Get me far, far away
Remember your travel plans for 2020? Those were probably pushed back until 2021 (and it’s still not looking too good).
While the pandemic has travel restricted in most countries out of the US, perhaps it’s worth trying to grab a candle from Homesick, which can get you as far as the Seine in Paris to the breezy beaches of Hawaii. Whether you yearn for the smells of spring days in Central Park (or even department stores) to even scents associated with book clubs, Homesick has just about every scent you can imagine to get your frame out of your home and someplace else.
“We carefully craft each of our fragrances to authentically bring to life cherished places and memories, and to do that requires an in-depth understanding of how different fragrances work together to achieve a specific feeling,” Lamagna told us.
Our recommendation: “Hawaii” by Homesick.
– I’ve never been to Hawaii but I certainly can imagine what it might smell like through Homesick’s candle.

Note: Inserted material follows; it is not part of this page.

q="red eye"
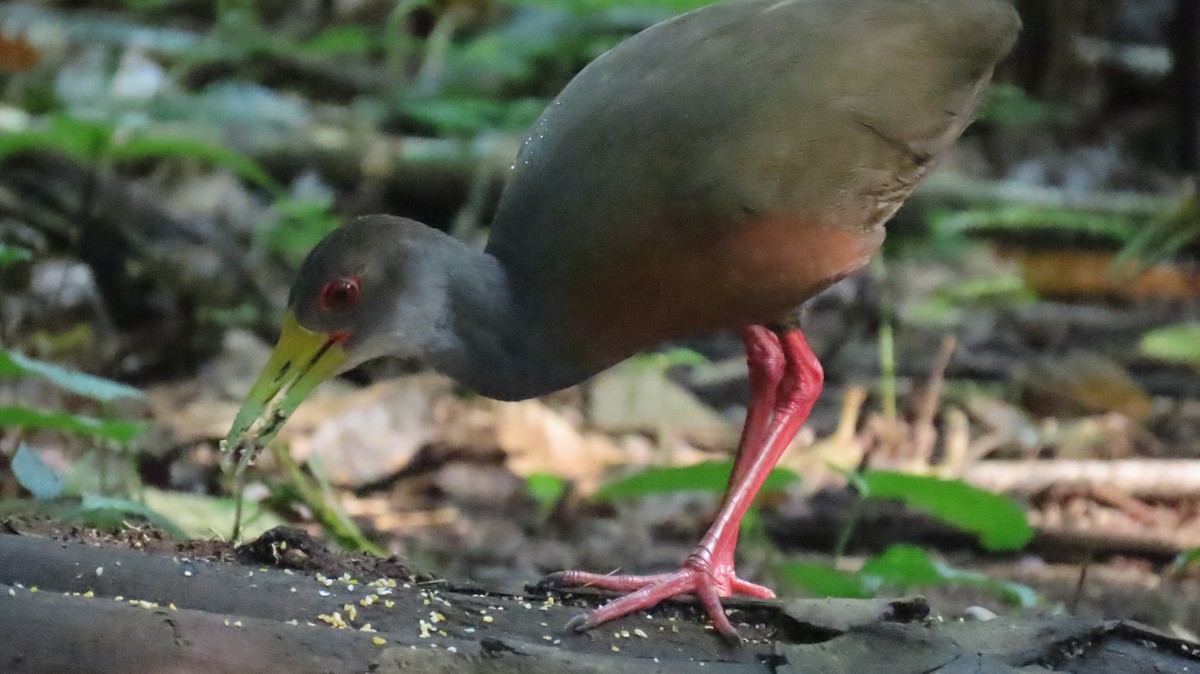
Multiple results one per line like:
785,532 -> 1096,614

The distinct smell of water mixed with tropical fruits like coconut are prevalent. The multilayers to the candle provide a fresh fragrance as it descends like an ocean wave.
Lamagna on “Hawaii”:
“As with all of our location-based candles, we wanted customers who choose our Hawaii candle to feel truly transported there as soon as they experience the fragrance. To achieve just the right balance for Hawaii, we pulled inspiration from local elements that really embody all of the islands: from fresh seashore notes to fruits like juicy pineapple, tropical coconut, and floral cyclamen.
WFH — wait, what?
Yes, there are even candles for the current working situation.
Anecdote Candles released its 2020 Candle of the Year dubbed, “Smells like WFH and WTF,” which features scents of amber and mandarin.
Our recommendation: “Home Office” by Homesick
Lamagna on “Home Office”:
“Home Office is our way of helping our community through the challenge many of us have faced this year of finding ways to create a space at home, however small, where we can be energized, focused, and productive throughout the workday. The result is an earthy, fresh fragrance that balances relaxing notes like amber and vanilla with outdoorsy notes like water lilies, patchouli, and oud to provide a calming escape from a bustling day. Cinnamon adds a kick of energy with a warming, stimulating effect that helps to fight fatigue and gently boosts mental and physical alertness.”